I’ve got nothing

I’m constantly trying to cultivate this habit, that whenever I have an idea for something to write about, for this blog, for something else, whatever, that I’ll immediately write it down so that I don’t forget about it. But I’m not there yet. I’m only doing it like twenty-five percent of the time.

Sometimes it’s a logistical thing. Like I’ll be riding my bike on my way to work and something will pop in my head, and I’ll think, OK, I better write this down as soon as I get off my bike. But even that’s too much. It’s more than likely that, even if I’m only five minutes away from my destination, I’ll get distracted during those five minutes, my mind will wander, and my idea for whatever it was that I was thinking about, it’ll be gone.

Maybe I’ll be out for a long run. It’s whenever I’m out there, using my body in a repetitive action. It’s like after I’m physically engaged my mind is free to wander in a way that’s impossible to do while I’m standing still. But it’s not like I leave the house with a pen and paper.

A few times, usually when I come up with something that really captures my imagination, I’ll get worried that, just by the nature of where this idea was born, that it’s already doomed to be forgotten. Like in the middle of a long run. So I’ll start repeating it over and over in my head, trying to keep it fresh in my consciousness, so that I’ll be able to come home, head right to the computer and write down what I’ve been mulling over.

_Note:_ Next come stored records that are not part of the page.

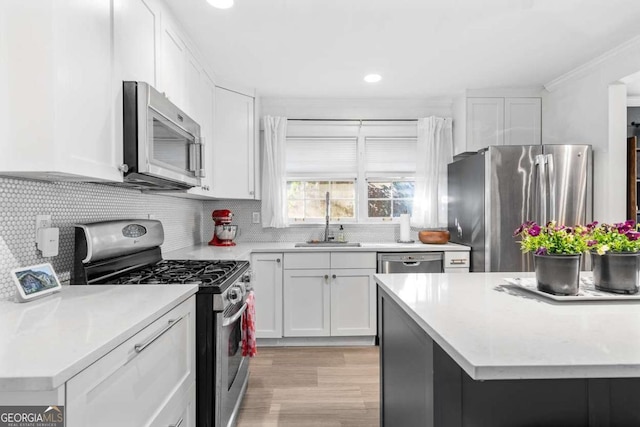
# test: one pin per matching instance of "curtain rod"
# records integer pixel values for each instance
(353, 120)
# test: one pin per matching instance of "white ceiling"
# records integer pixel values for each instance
(323, 48)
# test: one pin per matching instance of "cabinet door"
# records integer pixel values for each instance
(485, 122)
(353, 302)
(136, 26)
(194, 88)
(234, 145)
(205, 190)
(307, 299)
(129, 386)
(173, 66)
(80, 81)
(522, 118)
(267, 286)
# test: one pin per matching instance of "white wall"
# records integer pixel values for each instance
(333, 108)
(587, 106)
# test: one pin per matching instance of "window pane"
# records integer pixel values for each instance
(379, 190)
(342, 190)
(316, 189)
(314, 208)
(296, 209)
(342, 209)
(295, 190)
(402, 206)
(403, 189)
(379, 208)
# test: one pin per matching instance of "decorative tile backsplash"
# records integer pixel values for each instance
(72, 203)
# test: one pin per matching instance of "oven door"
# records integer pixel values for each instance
(235, 367)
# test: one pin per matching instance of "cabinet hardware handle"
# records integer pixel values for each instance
(170, 324)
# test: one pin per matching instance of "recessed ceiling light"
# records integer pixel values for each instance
(372, 78)
(221, 4)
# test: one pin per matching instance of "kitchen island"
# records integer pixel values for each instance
(470, 350)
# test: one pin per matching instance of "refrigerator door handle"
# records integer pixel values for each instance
(541, 189)
(551, 196)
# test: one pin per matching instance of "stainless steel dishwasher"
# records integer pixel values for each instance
(415, 262)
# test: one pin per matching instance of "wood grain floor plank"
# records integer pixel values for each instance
(313, 387)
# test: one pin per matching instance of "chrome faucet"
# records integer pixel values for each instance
(326, 225)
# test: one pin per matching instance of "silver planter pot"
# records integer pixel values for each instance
(558, 274)
(617, 272)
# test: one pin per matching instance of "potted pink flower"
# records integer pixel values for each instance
(557, 251)
(615, 252)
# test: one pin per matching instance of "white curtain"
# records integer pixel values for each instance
(274, 185)
(434, 152)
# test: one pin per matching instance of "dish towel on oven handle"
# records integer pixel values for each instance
(249, 347)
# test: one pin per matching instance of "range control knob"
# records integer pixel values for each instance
(235, 294)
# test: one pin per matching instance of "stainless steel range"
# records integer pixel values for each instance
(128, 252)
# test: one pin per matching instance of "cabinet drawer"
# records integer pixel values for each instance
(353, 260)
(128, 386)
(456, 259)
(307, 260)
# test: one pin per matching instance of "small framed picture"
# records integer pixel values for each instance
(35, 281)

But a lot of the time it’s like a game of telephone. It’s just the nature of our brains, I guess, that it’s really hard to control our thoughts, to take an idea and to hold it down long enough to make it something that you can then shape and cultivate. The few times that I’ve successfully held an idea in my head, say for half an hour, I’ll come back and write it all up, but there’s that part of me that’s thinking, something’s different here. Something’s changed in between the instance of inspiration and the moment where I’m able to try and hash it out.

It’s the same process even if I’m out somewhere and I have the foresight to write down a good idea. How do I capture a whole idea in just a few words? Often times I’ll look at my notes later in the day and I’ll be like, what was I getting at here? What was it that inspired me to write this note in the first place?

The inspiration for this piece is my frustration of having lost too many good ideas. I’ll be nodding off to sleep at the end of the day and two or three sentences might jump out in my mind. My brain automatically starts piecing together a story or a joke or something, I won’t really be able to tell where it’ll all head until I sit down at the computer and start typing. But then I’ll fall asleep. I’ll wake up the next morning and I’ll have the residual feeling of having had a good idea, but now all I’m doing is drinking coffee and writing something about not knowing what to write about.

I’ve never been sailing, but it’s how I would describe what it feels like to sit at my computer and write. I’m out there in a boat on some body of water. I’ve got the sail up and I’m hoping to catch some wind. Where is it going to take me? Once I’ve got a nice gust, can I steer it to take me in a different direction?

I don’t know. I’ve got to practice. I guess I’ve got to be willing to sit in that boat even if I don’t feel any wind. I’ve got to write bullshit pieces like this every now and then about not knowing what I’m doing or not having anything to write about. But look at this, I’m done. Here I am. Is it my best piece? No way. But I’m somewhere. It’s definitely satisfying to imagine how much worse I’d feel if I hadn’t written anything at all.